Sawmills was incorporated as a town in 1988. The nearby towns of Granite Falls and Hudson vying for potential business property in the area, is what led the Sawmills community to vote for incorporation.

==Geography==
Sawmills is located in southern Caldwell County, bordered by Hudson to the north and Granite Falls to the east. Lake Rhodhiss borders the town to the south.

According to the U.S. Census Bureau, Sawmills has a total area of 17.2 sqkm, of which 0.02 sqkm, or 0.09%, is water.

Sawmills Veterans Park is located on Lake Rhodhiss, providing trails and recreational facilities such as baseball fields, a soccer field, playground, boat launch area, and an 18-hole disc golf course.

==Demographics==

Historical population
| Census | Pop. | Note | %± |
| 1990 | 4,088 |  | — |
| 2000 | 4,921 |  | 20.4% |
| 2010 | 5,240 |  | 6.5% |
| 2020 | 5,020 |  | −4.2% |
| 2025 (est.) | 5,105 | Increase | 1.7% |
U.S. Decennial Census

===2020 census===
As of the 2020 census, Sawmills had a population of 5,020. The median age was 43.5 years. 20.4% of residents were under the age of 18 and 19.2% of residents were 65 years of age or older. For every 100 females there were 102.3 males, and for every 100 females age 18 and over there were 97.3 males age 18 and over.

86.8% of residents lived in urban areas, while 13.2% lived in rural areas.

There were 2,072 households in Sawmills, including 1,417 families. Of those households, 29.5% had children under the age of 18 living in them. Of all households, 48.7% were married-couple households, 17.6% were households with a male householder and no spouse or partner present, and 24.9% were households with a female householder and no spouse or partner present. About 24.7% of all households were made up of individuals and 11.2% had someone living alone who was 65 years of age or older.

There were 2,226 housing units, of which 6.9% were vacant. The homeowner vacancy rate was 1.4% and the rental vacancy rate was 5.6%.
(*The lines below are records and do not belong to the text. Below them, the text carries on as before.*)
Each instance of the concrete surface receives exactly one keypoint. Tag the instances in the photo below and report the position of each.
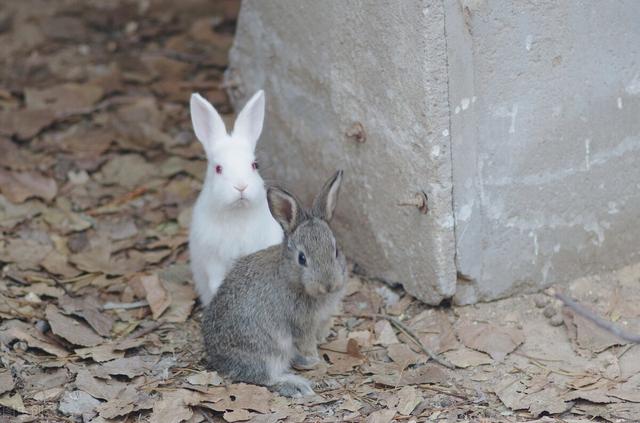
(520, 122)
(545, 133)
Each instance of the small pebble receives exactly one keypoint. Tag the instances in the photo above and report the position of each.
(556, 320)
(549, 311)
(541, 301)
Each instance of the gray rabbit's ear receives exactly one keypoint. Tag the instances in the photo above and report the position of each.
(284, 208)
(325, 202)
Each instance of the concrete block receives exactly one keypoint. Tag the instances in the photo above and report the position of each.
(519, 121)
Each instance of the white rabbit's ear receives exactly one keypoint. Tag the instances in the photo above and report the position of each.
(325, 203)
(207, 123)
(249, 122)
(284, 208)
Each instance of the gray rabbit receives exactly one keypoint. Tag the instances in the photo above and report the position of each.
(274, 304)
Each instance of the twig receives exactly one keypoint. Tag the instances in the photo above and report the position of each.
(125, 306)
(402, 327)
(597, 320)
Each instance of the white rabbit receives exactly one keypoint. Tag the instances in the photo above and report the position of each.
(231, 217)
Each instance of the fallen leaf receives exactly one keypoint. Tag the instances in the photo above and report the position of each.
(172, 408)
(78, 403)
(464, 357)
(240, 415)
(409, 398)
(71, 329)
(20, 186)
(64, 99)
(13, 402)
(128, 170)
(11, 214)
(88, 308)
(404, 356)
(26, 253)
(495, 341)
(98, 388)
(130, 400)
(156, 295)
(6, 382)
(16, 329)
(25, 123)
(385, 335)
(205, 378)
(129, 367)
(381, 416)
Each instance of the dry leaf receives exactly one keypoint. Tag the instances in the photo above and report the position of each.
(239, 415)
(98, 388)
(464, 358)
(64, 99)
(89, 309)
(385, 335)
(409, 398)
(13, 402)
(16, 329)
(172, 408)
(71, 329)
(156, 294)
(381, 416)
(6, 382)
(19, 186)
(404, 356)
(495, 341)
(78, 403)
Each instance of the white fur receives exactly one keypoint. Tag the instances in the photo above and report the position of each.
(228, 224)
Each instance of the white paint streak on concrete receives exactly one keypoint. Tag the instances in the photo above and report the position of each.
(536, 247)
(528, 42)
(503, 112)
(630, 144)
(587, 153)
(633, 88)
(465, 212)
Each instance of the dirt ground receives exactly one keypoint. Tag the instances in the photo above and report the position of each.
(99, 321)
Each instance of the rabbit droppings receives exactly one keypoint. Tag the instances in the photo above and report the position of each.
(231, 217)
(273, 303)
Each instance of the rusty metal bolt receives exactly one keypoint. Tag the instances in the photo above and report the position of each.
(419, 200)
(356, 133)
(556, 320)
(550, 311)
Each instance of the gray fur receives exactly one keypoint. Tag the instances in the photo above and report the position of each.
(270, 311)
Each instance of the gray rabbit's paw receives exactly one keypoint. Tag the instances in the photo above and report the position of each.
(294, 386)
(302, 362)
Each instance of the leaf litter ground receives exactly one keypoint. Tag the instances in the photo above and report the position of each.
(99, 320)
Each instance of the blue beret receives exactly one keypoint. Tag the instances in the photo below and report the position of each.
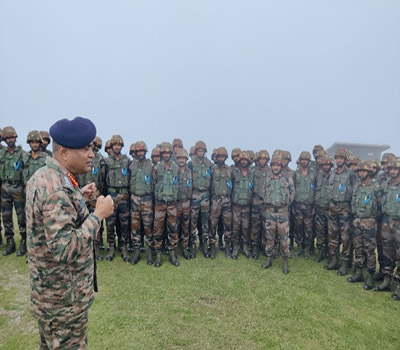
(76, 133)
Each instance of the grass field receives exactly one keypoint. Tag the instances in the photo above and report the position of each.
(213, 304)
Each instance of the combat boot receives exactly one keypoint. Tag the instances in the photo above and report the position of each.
(385, 285)
(136, 256)
(333, 264)
(110, 255)
(228, 250)
(172, 258)
(396, 290)
(158, 258)
(212, 251)
(285, 266)
(344, 268)
(149, 259)
(235, 251)
(369, 283)
(22, 248)
(10, 247)
(357, 276)
(268, 263)
(246, 252)
(255, 252)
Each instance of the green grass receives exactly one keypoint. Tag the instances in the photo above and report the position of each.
(213, 304)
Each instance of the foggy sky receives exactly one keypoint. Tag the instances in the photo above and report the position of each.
(250, 74)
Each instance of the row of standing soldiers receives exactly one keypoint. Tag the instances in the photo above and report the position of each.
(171, 201)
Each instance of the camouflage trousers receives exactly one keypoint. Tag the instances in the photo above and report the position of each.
(321, 227)
(161, 211)
(65, 335)
(121, 213)
(364, 242)
(142, 211)
(200, 204)
(277, 224)
(240, 223)
(391, 246)
(221, 207)
(183, 221)
(258, 223)
(13, 195)
(303, 216)
(339, 219)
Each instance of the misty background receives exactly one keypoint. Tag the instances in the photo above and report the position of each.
(249, 74)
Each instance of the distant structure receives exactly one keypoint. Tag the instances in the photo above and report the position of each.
(365, 151)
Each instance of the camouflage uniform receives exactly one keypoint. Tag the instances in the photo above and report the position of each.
(60, 257)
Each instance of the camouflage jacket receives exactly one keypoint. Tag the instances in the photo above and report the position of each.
(60, 245)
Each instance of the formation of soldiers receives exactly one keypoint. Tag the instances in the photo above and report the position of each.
(169, 201)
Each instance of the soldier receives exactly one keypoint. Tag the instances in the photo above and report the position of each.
(35, 158)
(261, 175)
(185, 182)
(97, 176)
(242, 193)
(45, 142)
(279, 194)
(221, 202)
(391, 231)
(200, 166)
(364, 204)
(60, 235)
(340, 192)
(12, 190)
(303, 205)
(321, 207)
(165, 175)
(141, 189)
(117, 182)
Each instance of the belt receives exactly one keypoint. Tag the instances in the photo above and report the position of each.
(117, 190)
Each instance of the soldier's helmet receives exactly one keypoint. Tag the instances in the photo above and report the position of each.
(116, 139)
(155, 151)
(263, 154)
(98, 141)
(221, 151)
(34, 135)
(305, 155)
(177, 142)
(341, 152)
(235, 152)
(200, 145)
(182, 153)
(387, 157)
(9, 131)
(45, 135)
(140, 146)
(166, 147)
(286, 155)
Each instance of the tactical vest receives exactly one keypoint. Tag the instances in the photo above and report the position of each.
(340, 188)
(305, 186)
(166, 188)
(260, 181)
(322, 190)
(201, 173)
(364, 202)
(185, 184)
(221, 181)
(31, 165)
(277, 192)
(391, 200)
(141, 182)
(242, 187)
(117, 172)
(11, 165)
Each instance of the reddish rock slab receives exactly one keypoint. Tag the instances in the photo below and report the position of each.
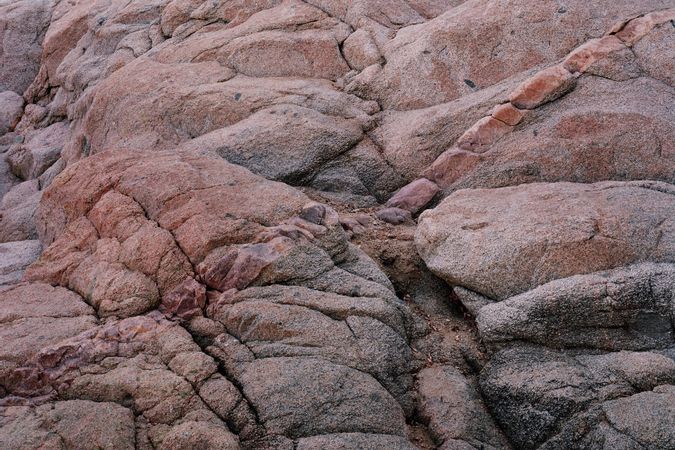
(508, 114)
(544, 87)
(592, 51)
(451, 166)
(483, 134)
(638, 28)
(394, 216)
(11, 108)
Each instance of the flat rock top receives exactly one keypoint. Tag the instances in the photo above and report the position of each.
(502, 242)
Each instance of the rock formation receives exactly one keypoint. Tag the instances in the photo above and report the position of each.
(363, 224)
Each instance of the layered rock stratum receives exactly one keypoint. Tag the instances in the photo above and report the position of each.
(337, 224)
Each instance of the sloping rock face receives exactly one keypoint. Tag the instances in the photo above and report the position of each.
(280, 315)
(363, 224)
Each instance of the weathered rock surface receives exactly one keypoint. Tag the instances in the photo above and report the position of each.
(627, 308)
(502, 242)
(456, 415)
(482, 42)
(15, 257)
(191, 193)
(546, 399)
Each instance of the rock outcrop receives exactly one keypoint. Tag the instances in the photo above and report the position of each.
(366, 224)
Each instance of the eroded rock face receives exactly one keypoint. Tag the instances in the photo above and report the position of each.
(189, 189)
(271, 289)
(480, 43)
(502, 242)
(547, 399)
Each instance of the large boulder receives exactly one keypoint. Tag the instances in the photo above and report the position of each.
(603, 130)
(15, 257)
(627, 308)
(503, 242)
(483, 42)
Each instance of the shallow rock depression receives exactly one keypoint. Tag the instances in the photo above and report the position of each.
(337, 224)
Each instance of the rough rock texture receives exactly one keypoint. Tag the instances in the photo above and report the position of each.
(340, 224)
(15, 258)
(554, 400)
(502, 242)
(265, 281)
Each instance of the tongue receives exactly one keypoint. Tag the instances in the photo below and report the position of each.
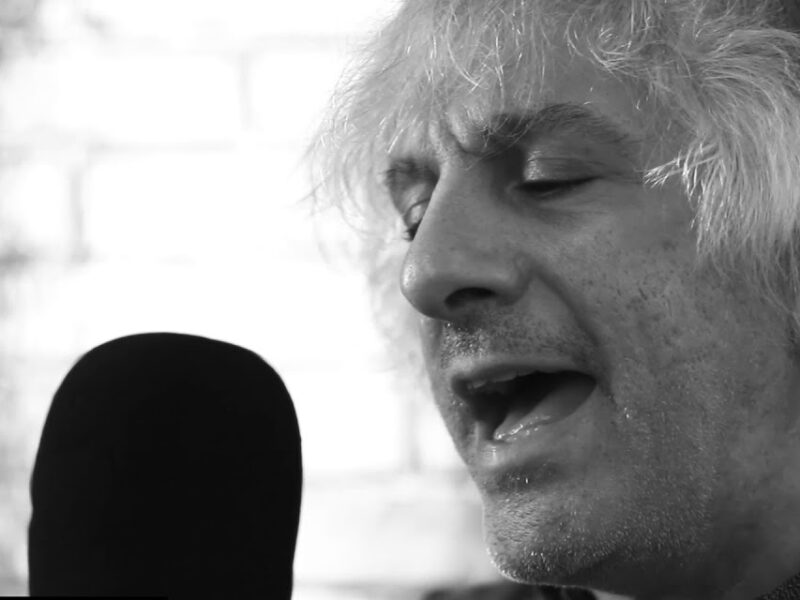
(531, 409)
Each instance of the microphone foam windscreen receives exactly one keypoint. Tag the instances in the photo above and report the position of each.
(168, 465)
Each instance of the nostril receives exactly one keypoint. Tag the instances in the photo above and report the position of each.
(464, 296)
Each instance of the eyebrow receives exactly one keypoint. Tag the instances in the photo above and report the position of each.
(504, 130)
(507, 129)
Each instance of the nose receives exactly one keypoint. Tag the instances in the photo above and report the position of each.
(463, 256)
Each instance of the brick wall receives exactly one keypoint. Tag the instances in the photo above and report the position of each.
(152, 180)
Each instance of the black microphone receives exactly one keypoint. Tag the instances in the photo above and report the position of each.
(169, 465)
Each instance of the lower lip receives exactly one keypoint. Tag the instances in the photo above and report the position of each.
(529, 445)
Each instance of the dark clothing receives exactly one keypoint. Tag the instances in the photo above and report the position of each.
(790, 590)
(168, 465)
(509, 591)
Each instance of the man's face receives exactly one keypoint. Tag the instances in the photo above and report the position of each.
(625, 412)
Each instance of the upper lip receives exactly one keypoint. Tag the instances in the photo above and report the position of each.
(466, 379)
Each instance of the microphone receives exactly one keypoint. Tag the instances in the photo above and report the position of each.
(169, 465)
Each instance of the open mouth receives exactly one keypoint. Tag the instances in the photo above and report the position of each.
(515, 404)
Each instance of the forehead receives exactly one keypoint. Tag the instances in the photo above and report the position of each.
(580, 101)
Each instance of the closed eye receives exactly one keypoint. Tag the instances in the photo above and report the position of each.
(547, 188)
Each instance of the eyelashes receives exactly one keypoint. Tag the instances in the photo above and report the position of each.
(537, 190)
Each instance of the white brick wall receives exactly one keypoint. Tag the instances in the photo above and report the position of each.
(152, 176)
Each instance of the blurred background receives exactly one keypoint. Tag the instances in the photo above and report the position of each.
(152, 178)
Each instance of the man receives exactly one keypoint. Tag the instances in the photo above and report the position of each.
(602, 206)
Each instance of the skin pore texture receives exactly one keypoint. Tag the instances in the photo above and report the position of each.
(679, 476)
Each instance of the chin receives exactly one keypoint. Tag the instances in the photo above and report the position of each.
(544, 542)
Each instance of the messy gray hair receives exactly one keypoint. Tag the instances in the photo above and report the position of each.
(724, 72)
Sawmills racial composition
| Race | Number | Percentage |
|---|---|---|
| White (non-Hispanic) | 4,344 | 86.53% |
| Black or African American (non-Hispanic) | 97 | 1.93% |
| Native American | 15 | 0.3% |
| Asian | 28 | 0.56% |
| Other/Mixed | 211 | 4.2% |
| Hispanic or Latino | 325 | 6.47% |

===2000 census===
As of the census of 2000, there were 4,921 people, 1,942 households, and 1,448 families residing in the town. The population density was 787.4 PD/sqmi. There were 2,045 housing units at an average density of 327.2 /sqmi. The racial makeup of the town was 97.34% White, 0.55% African American, 0.20% Native American, 0.16% Asian, 0.02% Pacific Islander, 1.16% from other races, and 0.57% from two or more races. Hispanic or Latino of any race were 2.36% of the population.

There were 1,942 households, out of which 35.7% had children under the age of 18 living with them, 56.8% were married couples living together, 11.5% had a female householder with no husband present, and 25.4% were non-families. 21.0% of all households were made up of individuals, and 5.7% had someone living alone who was 65 years of age or older. The average household size was 2.53 and the average family size was 2.89.

In the town, the population was spread out, with 25.7% under the age of 18, 8.8% from 18 to 24, 32.3% from 25 to 44, 24.0% from 45 to 64, and 9.2% who were 65 years of age or older. The median age was 34 years. For every 100 females, there were 99.0 males. For every 100 females age 18 and over, there were 97.0 males.

The median income for a household in the town was $36,391, and the median income for a family was $41,579. Males had a median income of $27,933 versus $20,688 for females. The per capita income for the town was $15,597. About 4.3% of families and 8.9% of the population were below the poverty line, including 8.2% of those under age 18 and 11.2% of those age 65 or over.